Valor Christian students protest departure of volleyball coach who says he was pressured to leave because he is gay
Waving pride flags and espousing messages of love, about 50 Valor Christian High School students walked out of classes Tuesday afternoon to support a volleyball coach who says he was forced to leave his job because he’s gay.
The volleyball coach, Inoke Tonga, described on social media how he was pushed out of his job at Valor Christian after school administration found a social media post suggesting Tonga was gay.
Students gathered across the street from the private, religious high school around 1:30 p.m. and shared their thoughts through a bullhorn, occasionally shouting over a fleet of leaf blowers the school brought out at the same time.
“Hiding behind Christianity as a guise for bigotry is not only disgusting, it’s not Christ-like,” Lucy Sarkissian, 16, who helped organize the walkout, said. “We will not stand for it.

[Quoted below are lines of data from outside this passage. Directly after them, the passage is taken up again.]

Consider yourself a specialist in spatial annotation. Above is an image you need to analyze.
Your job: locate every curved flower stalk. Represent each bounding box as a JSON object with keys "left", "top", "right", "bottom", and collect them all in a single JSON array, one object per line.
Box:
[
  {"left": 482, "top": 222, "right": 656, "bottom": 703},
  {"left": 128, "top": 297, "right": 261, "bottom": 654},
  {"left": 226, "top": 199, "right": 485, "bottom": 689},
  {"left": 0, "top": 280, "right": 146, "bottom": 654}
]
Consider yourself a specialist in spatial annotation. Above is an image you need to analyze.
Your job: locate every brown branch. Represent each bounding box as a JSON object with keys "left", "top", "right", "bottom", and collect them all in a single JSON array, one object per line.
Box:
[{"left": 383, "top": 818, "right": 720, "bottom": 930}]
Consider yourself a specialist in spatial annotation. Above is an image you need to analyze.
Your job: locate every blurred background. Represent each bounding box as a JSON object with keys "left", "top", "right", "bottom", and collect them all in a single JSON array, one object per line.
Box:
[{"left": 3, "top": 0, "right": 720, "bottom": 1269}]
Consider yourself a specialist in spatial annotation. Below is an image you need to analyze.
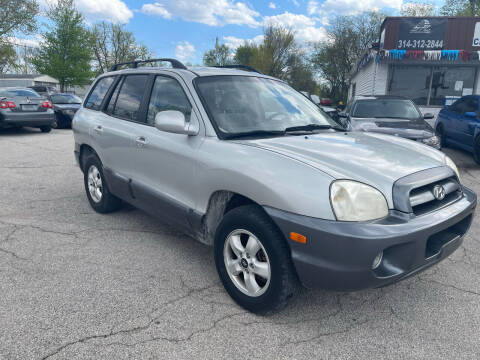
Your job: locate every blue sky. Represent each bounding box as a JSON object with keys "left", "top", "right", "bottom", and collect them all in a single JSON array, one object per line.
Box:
[{"left": 29, "top": 0, "right": 444, "bottom": 64}]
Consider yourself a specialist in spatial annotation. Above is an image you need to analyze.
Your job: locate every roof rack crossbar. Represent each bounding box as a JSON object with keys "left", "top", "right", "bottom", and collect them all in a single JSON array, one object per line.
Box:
[
  {"left": 109, "top": 58, "right": 187, "bottom": 72},
  {"left": 214, "top": 65, "right": 262, "bottom": 74}
]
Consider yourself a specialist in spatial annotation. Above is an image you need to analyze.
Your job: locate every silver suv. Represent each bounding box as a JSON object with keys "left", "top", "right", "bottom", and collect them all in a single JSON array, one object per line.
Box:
[{"left": 73, "top": 59, "right": 477, "bottom": 313}]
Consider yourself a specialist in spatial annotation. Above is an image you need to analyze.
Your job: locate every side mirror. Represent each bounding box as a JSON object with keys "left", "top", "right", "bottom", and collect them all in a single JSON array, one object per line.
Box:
[
  {"left": 154, "top": 110, "right": 198, "bottom": 136},
  {"left": 338, "top": 112, "right": 348, "bottom": 118},
  {"left": 465, "top": 111, "right": 477, "bottom": 119},
  {"left": 423, "top": 113, "right": 435, "bottom": 120}
]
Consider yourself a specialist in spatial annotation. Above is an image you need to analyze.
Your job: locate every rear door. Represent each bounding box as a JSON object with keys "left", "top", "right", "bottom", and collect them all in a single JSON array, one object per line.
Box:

We will not forget your bigotry. We will no longer stay silent.”
Sarkissian said she’s witnessed discrimination and homophobia at Valor, including watching teachers refuse to use a trans student’s pronouns and proper name.
“My obligation as someone called to love others as the Lord does is to speak out against bigotry and stand up,” Sarkissian said.

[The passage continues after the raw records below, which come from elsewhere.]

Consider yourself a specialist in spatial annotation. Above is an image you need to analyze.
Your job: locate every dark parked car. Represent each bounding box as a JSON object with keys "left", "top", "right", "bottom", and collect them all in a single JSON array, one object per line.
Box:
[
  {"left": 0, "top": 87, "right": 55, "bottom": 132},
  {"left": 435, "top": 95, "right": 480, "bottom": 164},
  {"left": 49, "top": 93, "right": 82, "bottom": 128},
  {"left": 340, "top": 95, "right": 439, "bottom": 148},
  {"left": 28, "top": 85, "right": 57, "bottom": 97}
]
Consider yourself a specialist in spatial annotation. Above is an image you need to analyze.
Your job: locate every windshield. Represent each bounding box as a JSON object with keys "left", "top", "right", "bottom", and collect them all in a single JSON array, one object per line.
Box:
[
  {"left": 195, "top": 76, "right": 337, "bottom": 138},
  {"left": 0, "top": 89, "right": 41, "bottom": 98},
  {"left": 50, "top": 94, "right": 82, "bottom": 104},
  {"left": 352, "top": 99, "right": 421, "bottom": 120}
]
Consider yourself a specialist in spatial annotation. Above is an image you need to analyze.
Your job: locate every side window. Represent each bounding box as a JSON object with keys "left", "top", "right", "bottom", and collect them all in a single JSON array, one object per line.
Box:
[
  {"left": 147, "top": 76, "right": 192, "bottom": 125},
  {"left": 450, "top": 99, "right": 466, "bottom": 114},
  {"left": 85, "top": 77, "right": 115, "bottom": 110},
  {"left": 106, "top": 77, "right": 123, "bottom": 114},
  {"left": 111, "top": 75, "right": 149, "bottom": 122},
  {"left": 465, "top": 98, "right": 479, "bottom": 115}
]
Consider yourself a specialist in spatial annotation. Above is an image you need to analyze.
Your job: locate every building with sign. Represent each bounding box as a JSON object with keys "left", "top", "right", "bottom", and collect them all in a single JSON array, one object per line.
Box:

Tonga, a devout Christian, said the campus pastor and athletic director called a meeting with him last week in which he was berated over his sexual orientation. Tonga said the school administrators called his gayness “a danger” to the school and children and commented that “parents pay too much” to attend the school for their children to be coached by a gay man.
Toward the end of the conversation, first reported by Denver7, Tonga said school officials told him he had two options: Denounce being a gay man or leave the position.
Valor Christian school officials confirmed a conversation happened around Tonga’s sexual orientation.
In Valor Christian’s statement provided by marketing coordinator Nancy Columbia, school officials said they require its staff, faculty and volunteer leaders to agree with Valor’s Christian beliefs set forth in their statement of belief and to live in accordance with it.
Valor Christian said that after its discussion with Inoke, the coach told them he does not support Valor’s beliefs and requested a separation from the school.
“Valor Christian High School embraces, loves and respects all students, families and other participants in our community, regardless of whether or not they agree with Valor’s beliefs,” the statement said. “Although Coach Inoke has misrepresented many aspects of this matter, Valor appreciates the contributions he has made to the student athletes in our volleyball program, and we wish him the very best in his future endeavors.”
As Tonga’s story gained traction, LGBTQ alumni came forward with similar stories.
Cole Watson, a 21-year-old alumnus who came to support the student walkout, said he’s gay and although he had a great experience academically and artistically, he was discriminated against for his sexual orientation.
“I’m disappointed and disgusted by this, but not surprised,” Watson said.
Valor Christian High School is a member of the Colorado High School Activities Associations. The association’s bylaws say that a member school’s students must have equal access and opportunities to participate in activities and athletics without unlawful discrimination based on disability, race, creed, color, gender, sexual orientation, religion, age, national origin, or ancestry.
When asked if those bylaws extended to coaches and whether Valor Christian could face any CHSAA repercussions regarding this incident, Brad Cochi, CHSAA’s media relations director, sent the following statement: “The state of Colorado, along with the Federal Government, have strong and robust legal protections for individuals that believe their civil rights have been violated by their employers. The correct venue for addressing any concerns around alleged discriminatory practices of school employers in Colorado rests with the Colorado Civil Rights Commission, along with the State and Federal courts.”
Iris Halpern, an employee rights attorney with Denver-based firm Rathod Mohamedbhai LLC, said there are federal and state exemptions to anti-discrimination laws that give religious organizations hiring and firing discretion based on an employee’s sexual orientation. There is legal precedence that has supported religious institutions in similar cases, Halpern said.